A popular French peer-to-peer payments app called Lydia is now powered by Visa Direct, and in Bolivia, a new P2P app called Lula will ride on Visa Direct's rails, he said. Visa Direct plays a key role in many cross-border remittance services, he added. 

Visa Direct transaction volume during the latest quarter rose 20% over the same period a year ago, to $1.8 billion, Visa said. 

"It's still the very early days of building out Visa Direct. We're expanding geographies and use cases," McInerney said, noting that Block's Cash App relies on Visa Direct to move funds.

McInerney brushed off concerns about the recent lawsuit Block filed against Visa and Mastercard alleging the card networks use their market power to fix prices, saying Visa has a "wonderful" relationship with Block and the news created some confusion.  

"The lawsuit itself is covered litigation under our share class structure. So I would really put it in the category of nothing new here," McInerney said.

He also said Visa has not felt any shocks from a Federal Reserve-ordered rule change that went into effect July 1 requiring debit card issuers to ensure all transactions — including those made online — can be processed by at least two unaffiliated card networks. 

"We continue to be very excited and confident about our ability to compete. We think that many merchants are going to choose to still route to Visa," McInerney said.

Visa Chief Financial Officer Visant Prabhu said economic trends look positive for at least the next quarter.

"Consumer spend across all spend bands from affluent to low spend remained stable. Our data did not indicate any behavior change across consumer segments," Prabhu said, but added that the average U.S. ticket size declined by 2%, which he attributed to lower fuel prices and easing of inflation in multiple categories.

During the recent quarter, Visa signed new co-branded card agreements with Utah-based Breeze Airways and with India-based airline Adani, which has 400 million customers. 

During Visa's fiscal third quarter ended June 30, global payments volume rose 9% to $3.17 trillion.
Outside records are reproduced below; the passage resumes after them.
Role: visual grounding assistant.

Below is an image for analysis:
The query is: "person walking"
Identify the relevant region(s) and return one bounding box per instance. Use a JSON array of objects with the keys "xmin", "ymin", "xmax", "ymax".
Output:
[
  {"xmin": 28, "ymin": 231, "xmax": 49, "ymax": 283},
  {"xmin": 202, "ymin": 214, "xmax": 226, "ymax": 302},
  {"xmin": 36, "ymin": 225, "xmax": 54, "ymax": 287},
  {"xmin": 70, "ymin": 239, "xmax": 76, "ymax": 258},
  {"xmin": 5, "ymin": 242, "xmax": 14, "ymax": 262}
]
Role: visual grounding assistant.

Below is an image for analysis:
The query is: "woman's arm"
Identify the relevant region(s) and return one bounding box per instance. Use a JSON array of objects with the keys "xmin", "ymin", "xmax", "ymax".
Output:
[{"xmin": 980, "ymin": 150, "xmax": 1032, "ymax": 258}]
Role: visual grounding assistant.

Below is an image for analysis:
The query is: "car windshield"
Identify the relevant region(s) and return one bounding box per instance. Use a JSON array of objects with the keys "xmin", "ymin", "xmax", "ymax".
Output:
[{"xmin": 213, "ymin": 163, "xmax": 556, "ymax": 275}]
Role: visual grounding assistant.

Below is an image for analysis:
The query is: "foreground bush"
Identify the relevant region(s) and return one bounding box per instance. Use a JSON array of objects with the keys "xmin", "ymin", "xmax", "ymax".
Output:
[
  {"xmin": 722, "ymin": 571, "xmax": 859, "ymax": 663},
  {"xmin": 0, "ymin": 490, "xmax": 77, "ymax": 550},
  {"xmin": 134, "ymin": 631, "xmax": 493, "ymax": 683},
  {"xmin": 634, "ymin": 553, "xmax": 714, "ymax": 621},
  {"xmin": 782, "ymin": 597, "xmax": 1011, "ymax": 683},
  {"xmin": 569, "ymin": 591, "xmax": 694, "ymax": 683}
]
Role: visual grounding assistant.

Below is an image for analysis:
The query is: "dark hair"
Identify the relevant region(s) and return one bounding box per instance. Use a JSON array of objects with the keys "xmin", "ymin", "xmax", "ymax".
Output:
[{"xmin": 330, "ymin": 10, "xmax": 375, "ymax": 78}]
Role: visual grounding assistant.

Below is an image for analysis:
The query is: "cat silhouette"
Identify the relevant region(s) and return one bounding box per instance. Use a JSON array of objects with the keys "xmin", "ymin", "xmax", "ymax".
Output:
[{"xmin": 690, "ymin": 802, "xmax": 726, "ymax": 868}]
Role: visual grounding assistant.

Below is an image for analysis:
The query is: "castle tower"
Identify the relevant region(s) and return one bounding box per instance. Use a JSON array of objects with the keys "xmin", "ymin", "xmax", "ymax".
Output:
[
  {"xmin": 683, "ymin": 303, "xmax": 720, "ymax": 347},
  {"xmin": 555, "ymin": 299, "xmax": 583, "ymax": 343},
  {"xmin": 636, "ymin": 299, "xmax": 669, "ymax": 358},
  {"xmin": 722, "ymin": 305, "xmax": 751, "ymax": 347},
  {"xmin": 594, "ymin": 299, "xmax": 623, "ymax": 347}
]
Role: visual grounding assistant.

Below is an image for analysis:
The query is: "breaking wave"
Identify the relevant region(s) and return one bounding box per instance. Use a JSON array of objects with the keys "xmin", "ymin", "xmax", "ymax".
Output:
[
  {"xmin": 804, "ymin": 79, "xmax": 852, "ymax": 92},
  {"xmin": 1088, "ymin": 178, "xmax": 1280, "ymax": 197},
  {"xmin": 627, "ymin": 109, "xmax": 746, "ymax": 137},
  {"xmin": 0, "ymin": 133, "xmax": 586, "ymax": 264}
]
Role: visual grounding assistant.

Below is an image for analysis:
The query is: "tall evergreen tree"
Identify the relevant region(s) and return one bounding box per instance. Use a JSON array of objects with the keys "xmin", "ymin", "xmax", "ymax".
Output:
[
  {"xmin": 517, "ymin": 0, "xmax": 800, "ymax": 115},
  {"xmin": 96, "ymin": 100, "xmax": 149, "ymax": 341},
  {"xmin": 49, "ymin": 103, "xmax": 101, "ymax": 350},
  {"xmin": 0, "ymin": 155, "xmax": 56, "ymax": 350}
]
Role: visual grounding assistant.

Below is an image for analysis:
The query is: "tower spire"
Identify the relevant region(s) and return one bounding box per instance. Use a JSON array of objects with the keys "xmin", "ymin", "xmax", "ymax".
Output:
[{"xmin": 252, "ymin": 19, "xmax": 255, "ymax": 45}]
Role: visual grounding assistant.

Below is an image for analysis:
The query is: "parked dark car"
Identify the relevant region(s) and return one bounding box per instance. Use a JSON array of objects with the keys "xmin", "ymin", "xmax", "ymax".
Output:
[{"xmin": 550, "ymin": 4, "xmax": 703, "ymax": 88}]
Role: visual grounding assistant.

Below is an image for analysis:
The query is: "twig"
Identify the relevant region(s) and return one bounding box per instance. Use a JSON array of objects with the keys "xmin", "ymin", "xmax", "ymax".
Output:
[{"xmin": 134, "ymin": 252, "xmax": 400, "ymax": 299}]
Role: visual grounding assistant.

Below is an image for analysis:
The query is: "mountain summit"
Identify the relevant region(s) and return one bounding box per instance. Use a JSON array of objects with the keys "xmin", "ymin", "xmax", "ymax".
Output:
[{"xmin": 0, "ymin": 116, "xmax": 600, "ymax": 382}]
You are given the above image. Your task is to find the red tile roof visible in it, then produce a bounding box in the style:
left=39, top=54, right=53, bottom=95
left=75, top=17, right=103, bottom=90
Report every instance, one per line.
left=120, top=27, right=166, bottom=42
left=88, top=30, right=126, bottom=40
U.S. payments volume rose 6% during the quarter over the same period a year earlier and volume from outside the U.S. rose 12%.

Total cross-border volume was up 22% and total processed transactions during the quarter reached 54 billion, up 10% over the same period last year. 

Operating expenses during the quarter were $3.1 billion, down 1% over a year earlier, as litigation costs fell and personnel costs increased.

Visa reported net revenue for the quarter of $8.1 billion, up 12% over $7.28 billion during the same period a year earlier. The firm's net income was $4.2 billion, up 22% from a year earlier. Minus adjustments from last year's legal expenses, Visa's profit was up 7%. 

"We believe Visa's growth opportunities and competitive moat have widened," said Bob Napoli, a partner with equity firm William Blair, in a Friday note to investors. "B2B payments, fintech and other partnerships, global expansion, contactless payments, open banking, embedded payments and faster payments all present substantial opportunity, and many are in the early stages of adding to long-term growth."